In an environment where the expectations of customers (whether B2C or B2B) are increasing at an alarming rate and new consumer technologies are adopted faster than ever, many incumbent legacy businesses are struggling to find the capacity and capability within their organisations to keep up. The gap between expectations and reality is growing wider over time.
The new normal is one where the economics of business have fundamentally changed – previous barriers to entry such as scale, proprietary technology and brand heritage are no longer the huge advantages they once were. In fact, in some cases they are the very things that trap incumbents, reducing their ability to make the decisions needed to survive and inhibiting action from leaders frozen in the headlights.
Incumbent businesses need to respond by changing the way they think and operate. Traditional methods are not going to close the gap. Most executives now understand the need to innovate at the front end of their businesses – improving customer experience, designing better user interfaces, developing prototypes. And, in many ways, these have become hygiene factors, helping big businesses to maintain parity with the challengers. However, they are less fluent when it comes to thinking about truly disruptive innovation, preferring the safety of incrementalism.

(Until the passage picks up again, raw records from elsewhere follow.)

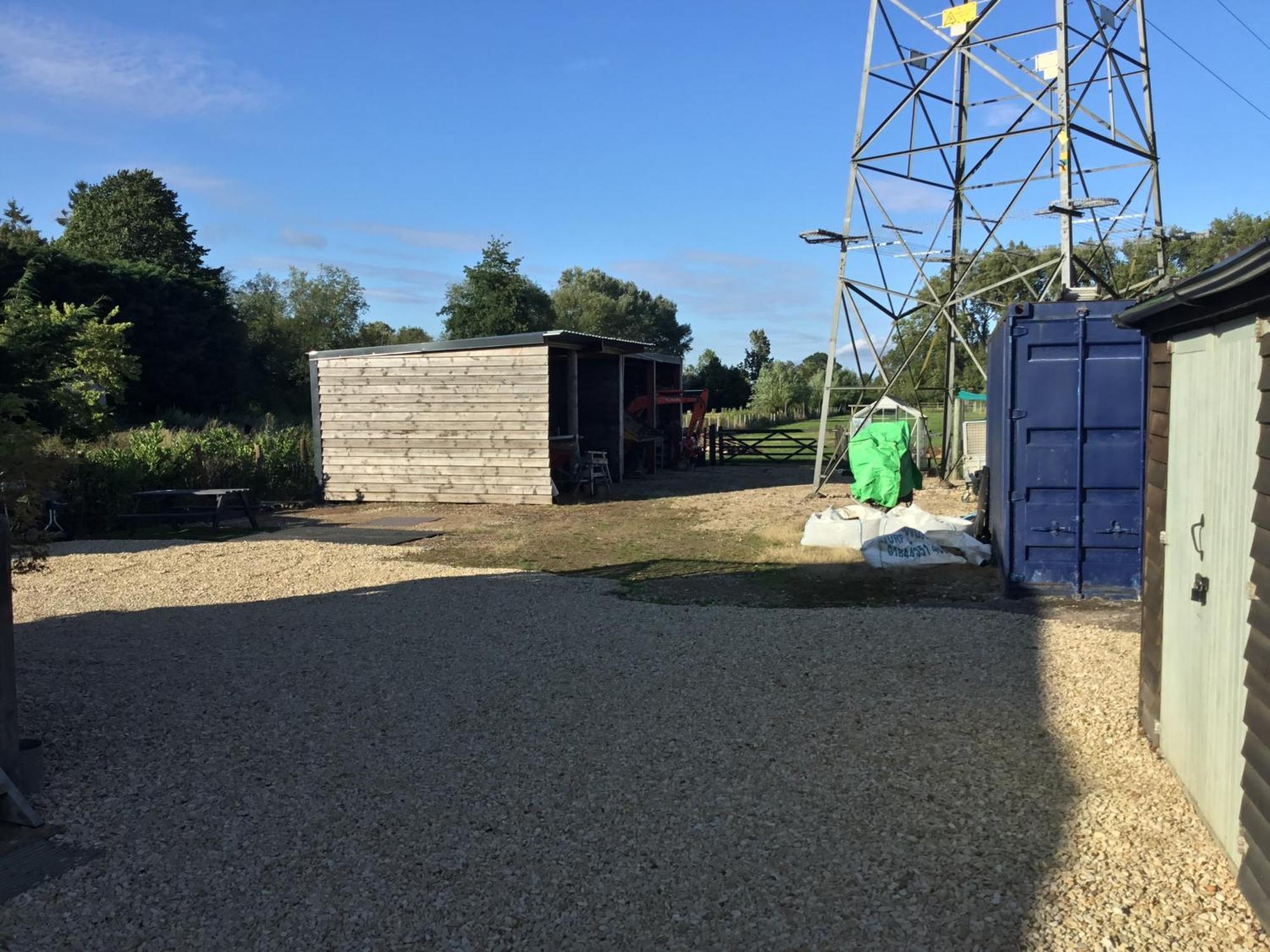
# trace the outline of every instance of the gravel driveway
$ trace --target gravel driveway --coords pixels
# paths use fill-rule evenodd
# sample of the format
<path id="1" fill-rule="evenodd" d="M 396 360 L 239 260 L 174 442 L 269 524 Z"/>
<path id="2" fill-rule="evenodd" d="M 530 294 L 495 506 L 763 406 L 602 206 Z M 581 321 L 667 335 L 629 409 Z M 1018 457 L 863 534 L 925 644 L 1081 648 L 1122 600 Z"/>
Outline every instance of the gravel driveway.
<path id="1" fill-rule="evenodd" d="M 1264 943 L 1130 632 L 154 545 L 20 579 L 39 806 L 104 852 L 6 948 Z"/>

When we talk about true innovation we don’t limit our thinking to the front end experience or back end infrastructure. Whilst tinkering at the edges may deliver marginal improvements, companies that are serious about remaining competitive need to think radically. Incumbent businesses need to be bold and reconsider the art of the possible by re-envisaging what value means for customers, re-engineering their operating models and reinvigorating their organisations. This might mean actively cannibalising the same successful model that got them to where they are today
Agility, partnerships and the ability to establish and run platform-orientated businesses are just some of essential ingredients necessary for competing in the 21st century. When it comes to closing the gap between expectations and reality, innovation is not optional – it’s essential for survival.